I have a problem that I hope someone can help me with.
In a nutshell, since we have upgraded to vSphere ESX 4, we have encountered the following problem.
When removing a volume/lun from our SAN, sometimes Virtual Machines will temporarily lose connection to the SAN. (datastores, RDM's and volumes are no longer in use)
For example, if on our SAN i delete a volume or lun that is not needed anymore, thus making it unavailable to our ESX cluster, several of our VM's will briefly lose connectivity to their datastores.
When this happens, the VM's will seem like they have lost network connectivity for about 10 seconds on average... but in reality, the VM, or the ESX host, cannot connect to the SAN, thus causing a temporary interruption in functionality on the OS level.
This seems to happen with VMFS datastores & Raw Device Mapping LUN's.
We did not have this problem on ESX 3.5.
Let me tell you about our environment.
IBM Blade Center
8 ESX Hosts running vSphere ESX 4 175625
Over 80 Virtual Machines, mostly running Windows 2003.

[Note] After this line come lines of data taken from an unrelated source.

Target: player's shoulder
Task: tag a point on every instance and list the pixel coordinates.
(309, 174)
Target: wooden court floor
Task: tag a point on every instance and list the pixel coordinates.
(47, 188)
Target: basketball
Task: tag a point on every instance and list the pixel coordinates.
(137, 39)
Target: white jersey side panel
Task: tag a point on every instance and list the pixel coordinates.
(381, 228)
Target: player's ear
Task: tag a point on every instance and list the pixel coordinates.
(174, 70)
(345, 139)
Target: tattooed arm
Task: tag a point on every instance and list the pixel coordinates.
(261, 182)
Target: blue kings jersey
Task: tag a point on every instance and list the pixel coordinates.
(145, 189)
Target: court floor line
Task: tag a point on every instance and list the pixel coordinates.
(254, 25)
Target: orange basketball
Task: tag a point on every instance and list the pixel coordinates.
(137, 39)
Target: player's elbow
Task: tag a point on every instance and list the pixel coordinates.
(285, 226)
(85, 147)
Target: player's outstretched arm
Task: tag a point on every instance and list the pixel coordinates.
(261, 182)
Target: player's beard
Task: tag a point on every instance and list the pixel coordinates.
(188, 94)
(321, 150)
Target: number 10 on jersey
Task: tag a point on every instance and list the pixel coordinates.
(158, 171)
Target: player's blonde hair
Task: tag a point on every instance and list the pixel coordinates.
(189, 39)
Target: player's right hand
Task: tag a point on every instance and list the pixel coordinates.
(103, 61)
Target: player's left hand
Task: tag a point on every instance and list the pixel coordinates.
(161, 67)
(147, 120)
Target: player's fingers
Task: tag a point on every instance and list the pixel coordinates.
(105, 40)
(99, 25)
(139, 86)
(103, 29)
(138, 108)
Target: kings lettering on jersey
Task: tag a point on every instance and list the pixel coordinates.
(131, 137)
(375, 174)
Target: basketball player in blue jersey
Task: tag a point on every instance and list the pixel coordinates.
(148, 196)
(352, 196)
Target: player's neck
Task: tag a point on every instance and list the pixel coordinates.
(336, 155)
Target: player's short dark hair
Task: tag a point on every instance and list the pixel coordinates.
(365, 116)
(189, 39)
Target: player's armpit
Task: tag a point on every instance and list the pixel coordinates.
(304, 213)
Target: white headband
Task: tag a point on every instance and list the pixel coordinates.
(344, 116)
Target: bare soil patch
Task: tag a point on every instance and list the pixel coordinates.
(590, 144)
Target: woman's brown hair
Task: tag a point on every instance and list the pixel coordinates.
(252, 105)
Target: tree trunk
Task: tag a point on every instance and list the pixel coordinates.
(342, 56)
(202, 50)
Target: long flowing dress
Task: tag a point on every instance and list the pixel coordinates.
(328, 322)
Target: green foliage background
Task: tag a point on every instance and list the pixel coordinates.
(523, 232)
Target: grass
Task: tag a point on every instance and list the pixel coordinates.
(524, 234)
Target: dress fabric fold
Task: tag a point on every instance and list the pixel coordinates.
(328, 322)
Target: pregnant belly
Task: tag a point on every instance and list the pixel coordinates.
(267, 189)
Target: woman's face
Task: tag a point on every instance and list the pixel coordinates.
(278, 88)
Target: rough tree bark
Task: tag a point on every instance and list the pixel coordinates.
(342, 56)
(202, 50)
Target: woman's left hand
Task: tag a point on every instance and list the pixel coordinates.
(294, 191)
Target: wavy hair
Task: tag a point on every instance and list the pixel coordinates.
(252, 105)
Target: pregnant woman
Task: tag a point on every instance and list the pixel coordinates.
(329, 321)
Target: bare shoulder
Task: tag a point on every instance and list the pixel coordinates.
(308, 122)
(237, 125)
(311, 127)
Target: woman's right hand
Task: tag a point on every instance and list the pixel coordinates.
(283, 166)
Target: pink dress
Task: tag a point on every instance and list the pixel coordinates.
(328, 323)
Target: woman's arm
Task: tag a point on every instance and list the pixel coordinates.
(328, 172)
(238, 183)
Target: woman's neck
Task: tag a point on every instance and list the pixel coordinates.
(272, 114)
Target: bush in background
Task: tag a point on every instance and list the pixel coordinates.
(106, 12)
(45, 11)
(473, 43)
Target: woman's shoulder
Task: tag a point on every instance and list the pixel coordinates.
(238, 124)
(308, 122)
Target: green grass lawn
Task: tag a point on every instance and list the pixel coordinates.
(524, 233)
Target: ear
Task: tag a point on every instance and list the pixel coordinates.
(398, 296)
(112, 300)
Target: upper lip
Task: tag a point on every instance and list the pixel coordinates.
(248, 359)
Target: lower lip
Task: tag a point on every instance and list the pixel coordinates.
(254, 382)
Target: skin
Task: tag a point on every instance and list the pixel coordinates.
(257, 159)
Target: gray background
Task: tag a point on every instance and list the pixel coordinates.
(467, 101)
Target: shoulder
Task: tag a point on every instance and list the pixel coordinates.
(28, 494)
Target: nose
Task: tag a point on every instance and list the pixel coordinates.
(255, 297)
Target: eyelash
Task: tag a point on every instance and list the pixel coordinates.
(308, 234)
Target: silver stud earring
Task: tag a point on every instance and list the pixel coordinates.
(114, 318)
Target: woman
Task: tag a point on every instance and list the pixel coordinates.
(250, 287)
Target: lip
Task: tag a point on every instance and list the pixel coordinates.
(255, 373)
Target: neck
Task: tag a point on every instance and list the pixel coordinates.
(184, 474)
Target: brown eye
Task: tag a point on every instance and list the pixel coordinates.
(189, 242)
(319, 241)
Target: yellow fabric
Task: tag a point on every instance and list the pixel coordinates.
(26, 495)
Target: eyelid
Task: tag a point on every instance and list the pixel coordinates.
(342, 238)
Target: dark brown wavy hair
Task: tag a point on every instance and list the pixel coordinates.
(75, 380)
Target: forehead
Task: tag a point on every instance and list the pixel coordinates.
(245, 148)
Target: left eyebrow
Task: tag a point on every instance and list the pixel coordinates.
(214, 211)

Blade Center is connected to Netapp SAN via FCP (Qlogic cards). The Netapp SAN is a FAS3160. (2 Filers)
Running Netapp Host Utilities 5.1 on ESX Hosts & Windows VM's.

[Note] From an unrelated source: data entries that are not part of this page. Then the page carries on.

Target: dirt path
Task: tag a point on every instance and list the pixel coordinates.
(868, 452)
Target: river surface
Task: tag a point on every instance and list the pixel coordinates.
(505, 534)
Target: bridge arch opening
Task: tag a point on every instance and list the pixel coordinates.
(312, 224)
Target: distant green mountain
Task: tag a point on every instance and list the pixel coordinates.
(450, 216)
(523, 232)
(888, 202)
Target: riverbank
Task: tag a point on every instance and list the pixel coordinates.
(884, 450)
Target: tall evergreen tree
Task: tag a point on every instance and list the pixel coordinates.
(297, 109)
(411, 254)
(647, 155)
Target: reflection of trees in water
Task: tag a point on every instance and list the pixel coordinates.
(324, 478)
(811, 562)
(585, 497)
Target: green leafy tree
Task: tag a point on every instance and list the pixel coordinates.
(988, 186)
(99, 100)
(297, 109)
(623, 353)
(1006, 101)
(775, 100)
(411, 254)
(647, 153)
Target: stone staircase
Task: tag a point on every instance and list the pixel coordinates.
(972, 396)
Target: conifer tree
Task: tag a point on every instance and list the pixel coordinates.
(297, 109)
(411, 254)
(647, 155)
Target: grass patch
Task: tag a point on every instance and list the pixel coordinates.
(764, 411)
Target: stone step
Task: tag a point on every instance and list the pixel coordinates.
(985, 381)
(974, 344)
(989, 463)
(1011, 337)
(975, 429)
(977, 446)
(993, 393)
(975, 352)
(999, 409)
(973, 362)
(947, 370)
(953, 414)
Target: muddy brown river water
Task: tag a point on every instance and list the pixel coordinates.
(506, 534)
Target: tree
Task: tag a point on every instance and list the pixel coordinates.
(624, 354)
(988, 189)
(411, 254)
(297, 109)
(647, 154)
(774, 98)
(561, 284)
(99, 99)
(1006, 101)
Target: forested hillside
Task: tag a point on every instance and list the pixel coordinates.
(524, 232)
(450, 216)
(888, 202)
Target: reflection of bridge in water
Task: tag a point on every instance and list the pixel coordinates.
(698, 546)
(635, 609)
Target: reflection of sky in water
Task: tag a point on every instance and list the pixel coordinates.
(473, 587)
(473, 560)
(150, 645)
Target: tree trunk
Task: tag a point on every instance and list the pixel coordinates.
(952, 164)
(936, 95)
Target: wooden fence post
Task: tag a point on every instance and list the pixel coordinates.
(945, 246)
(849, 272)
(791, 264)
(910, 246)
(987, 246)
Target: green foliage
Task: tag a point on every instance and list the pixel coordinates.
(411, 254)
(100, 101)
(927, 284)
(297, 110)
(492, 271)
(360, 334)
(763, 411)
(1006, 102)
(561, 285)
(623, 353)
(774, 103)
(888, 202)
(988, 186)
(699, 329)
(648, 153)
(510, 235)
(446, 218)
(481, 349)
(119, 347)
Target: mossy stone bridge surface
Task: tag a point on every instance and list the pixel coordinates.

Last night i performed some tests and got the following results:
Environment - ESX12 Isolated from Blade Center and from the esx_all SAN Initiator group.

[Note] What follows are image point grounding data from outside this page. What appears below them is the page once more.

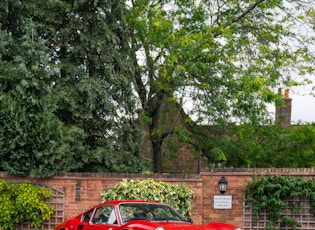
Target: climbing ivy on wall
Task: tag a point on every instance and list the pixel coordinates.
(272, 193)
(177, 195)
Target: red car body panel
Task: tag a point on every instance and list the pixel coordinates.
(117, 217)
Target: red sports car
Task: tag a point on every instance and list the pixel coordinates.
(136, 215)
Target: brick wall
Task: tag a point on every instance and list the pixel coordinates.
(82, 190)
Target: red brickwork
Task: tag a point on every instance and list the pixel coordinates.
(82, 190)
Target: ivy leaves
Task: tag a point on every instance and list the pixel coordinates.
(179, 196)
(272, 194)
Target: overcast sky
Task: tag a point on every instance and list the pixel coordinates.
(303, 108)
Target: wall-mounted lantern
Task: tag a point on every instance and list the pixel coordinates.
(222, 185)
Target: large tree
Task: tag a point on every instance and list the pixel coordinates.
(220, 61)
(66, 103)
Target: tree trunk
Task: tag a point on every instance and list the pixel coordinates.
(157, 155)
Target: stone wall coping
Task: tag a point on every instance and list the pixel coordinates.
(258, 171)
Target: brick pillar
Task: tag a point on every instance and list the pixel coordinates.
(283, 112)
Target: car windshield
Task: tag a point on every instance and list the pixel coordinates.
(150, 212)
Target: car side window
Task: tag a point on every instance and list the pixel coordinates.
(87, 216)
(105, 215)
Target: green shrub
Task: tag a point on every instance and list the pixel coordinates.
(179, 196)
(273, 192)
(23, 202)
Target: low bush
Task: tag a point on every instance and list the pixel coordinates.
(21, 202)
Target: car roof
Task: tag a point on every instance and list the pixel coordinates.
(117, 202)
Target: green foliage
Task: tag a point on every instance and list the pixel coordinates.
(66, 97)
(23, 202)
(178, 196)
(254, 146)
(224, 58)
(271, 193)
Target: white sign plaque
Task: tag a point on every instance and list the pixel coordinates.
(222, 202)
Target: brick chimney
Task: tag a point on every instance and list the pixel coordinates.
(283, 113)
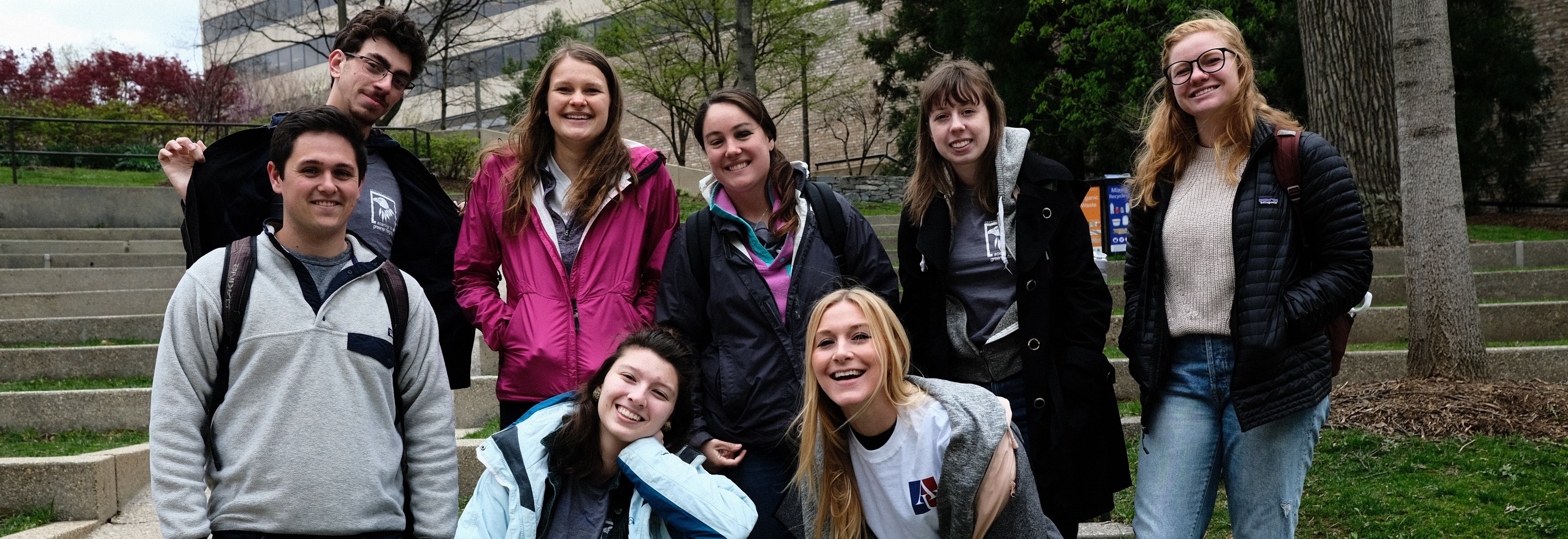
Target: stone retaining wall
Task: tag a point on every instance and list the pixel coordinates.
(867, 189)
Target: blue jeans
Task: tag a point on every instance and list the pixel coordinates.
(1194, 442)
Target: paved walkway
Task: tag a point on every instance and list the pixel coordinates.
(135, 521)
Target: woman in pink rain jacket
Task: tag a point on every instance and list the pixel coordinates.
(577, 221)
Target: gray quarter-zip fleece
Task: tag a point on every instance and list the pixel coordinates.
(306, 430)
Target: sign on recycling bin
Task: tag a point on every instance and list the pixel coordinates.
(1106, 210)
(1117, 210)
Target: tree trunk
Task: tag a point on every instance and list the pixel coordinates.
(745, 49)
(805, 116)
(1349, 62)
(1445, 320)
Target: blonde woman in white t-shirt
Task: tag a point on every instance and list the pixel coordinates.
(891, 455)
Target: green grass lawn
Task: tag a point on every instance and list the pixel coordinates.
(1369, 486)
(25, 521)
(32, 442)
(76, 383)
(1492, 232)
(82, 176)
(96, 342)
(485, 431)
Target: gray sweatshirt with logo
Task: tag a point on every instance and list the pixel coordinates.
(306, 430)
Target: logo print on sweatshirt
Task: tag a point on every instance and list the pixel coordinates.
(923, 496)
(993, 240)
(383, 212)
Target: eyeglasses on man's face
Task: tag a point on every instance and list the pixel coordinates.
(378, 71)
(1213, 60)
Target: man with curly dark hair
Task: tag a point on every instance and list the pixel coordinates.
(404, 214)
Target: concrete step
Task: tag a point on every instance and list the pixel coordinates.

Nshterm.office.local VM running on ESX12.
WA01 running normally in Blade Center.
Continuously pinging Nshterm & WA01.
Mapped & created 5 VMFS datastores labeled Test1-Test5 on ESX12.
Mapped 5 RDM LUN's to ESX12.
Test 1 - Destroyed Test1 VMFS volume from Netapp. No rescan of HBA. Result - Immediately lost 8 pings to NSHTERM. No ping loss to WA01.
Test 2 - Destroyed Test10 RDM volume. No rescan. Result - No lost pings. Waited 5 minutes.
Test 3 - Deleted Test2 VMFS datastore first, then destroyed volume on Netapp. No rescan for 5 minutes. Result - No lost pings
Test 4 - Deleted Test9 RMD volume. Immediate Rescan of HBA's. Result - No lost pings. Waited 5 minutes.
Test 5 - Deleted Test3 datastore first, then destoryed volume from Netapp. Immediate Rescan of HBA's. Result - No lost pings.
Test 6 - Destroyed Test4 VMFS volume from Netapp. No rescan. Result - No lost pings. Waited 5 minutes.
Test 7 - Destroyed remaining 3 RDM volumes. No rescan. Result - No lost pings. Waited 10 minutes.
Rescanned HBA's - Rescanning of HBA's took longer than normal. Right before the rescan completed, I lost 6 pings to NSHTERM. No ping loss to WA01.
Test 8 - Deleted Test5 datastore first, then Destroyed Test5 VMFS volume from Netapp. No rescan. Result - Lost 2 pings. Waited 5 minutes.
So as you can see, we surly have an issue here. It does seem to be a little random however.
Any thoughts or suggestions? Has anyone run into this problem before?